Er sah sie durchdringend an. „Nehmt zur Kenntnis, Madame, dass Ihr stets an meiner Seite reiten werdet.“
Sie wagte es nicht, ihre Erleichterung zu zeigen, und nickte.
„Und Ihr gebt mir Euren heiligsten Eid, dass Ihr meine Befehle sofort und genau befolgt.“
„Aber …“
„ Kein Aber!“ Ärger zeigte sich auf Yves’ Gesicht. „Madame, sollte bei dieser Angelegenheit etwas schief gehen, dann werde ich es nicht dulden, dass Euch etwas zustößt.“ Er warf ihr einen niederschmetternden Blick zu, ehe sie über die Bedeutung seiner Worte nachsinnen konnte. „Habt Ihr mich verstanden?“
Gabrielle holte tief Luft und hielt seinem Blick stand. Sie wusste sehr gut, dass sie diese Auseinandersetzung nicht gewinnen konnte. Wenn sie den Bedingungen nicht zustimmte, würde er sie geradewegs zurück ins Lager schicken.
Und so ungern sie es auch zugab, sie hatte ihn angeworben, weil er das Kriegswesen besser verstand als sie. Seine Forderung war zweifellos richtig.
„Ich stimme zu“, räumte sie leise ein.
Der Chevalier nickte. Er hielt die Zügel der Stute fest im Griff. Auf seinen Befehl hin trabte Merlin los. Sie ritten an der verwundert dreinschauenden Truppe vorbei und übernahmen wieder die Führung.
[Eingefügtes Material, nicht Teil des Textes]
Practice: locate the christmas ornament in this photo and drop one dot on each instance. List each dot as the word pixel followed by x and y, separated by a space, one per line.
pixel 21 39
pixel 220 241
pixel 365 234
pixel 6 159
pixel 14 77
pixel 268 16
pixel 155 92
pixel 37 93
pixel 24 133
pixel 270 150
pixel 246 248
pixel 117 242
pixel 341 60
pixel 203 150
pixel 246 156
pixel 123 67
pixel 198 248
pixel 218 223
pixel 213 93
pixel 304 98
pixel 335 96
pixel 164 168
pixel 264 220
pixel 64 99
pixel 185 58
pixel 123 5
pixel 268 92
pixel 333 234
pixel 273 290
Gabrielle beachtete die abschätzenden Blicke der Kämpen nicht. Mit hoch erhobenem Kopf starrte sie geradeaus vor sich hin, es war ihr gleichgültig, was sie von ihr dachten. Als Saint-Roux das Zeichen zum Weitermarsch erteilte, blieb sie beharrlich an der Seite des Ritters. Doch in einem geheimen Winkel ihres Herzens spürte sie einen gewissen Triumph. Vielleicht wäre es keine solch entsetzliche Last, diesen Mann zum Gemahl zu nehmen.
Vielleicht konnte sie in dieser Verbindung finden, was sie in ihrer ersten so sehr vermisst hatte.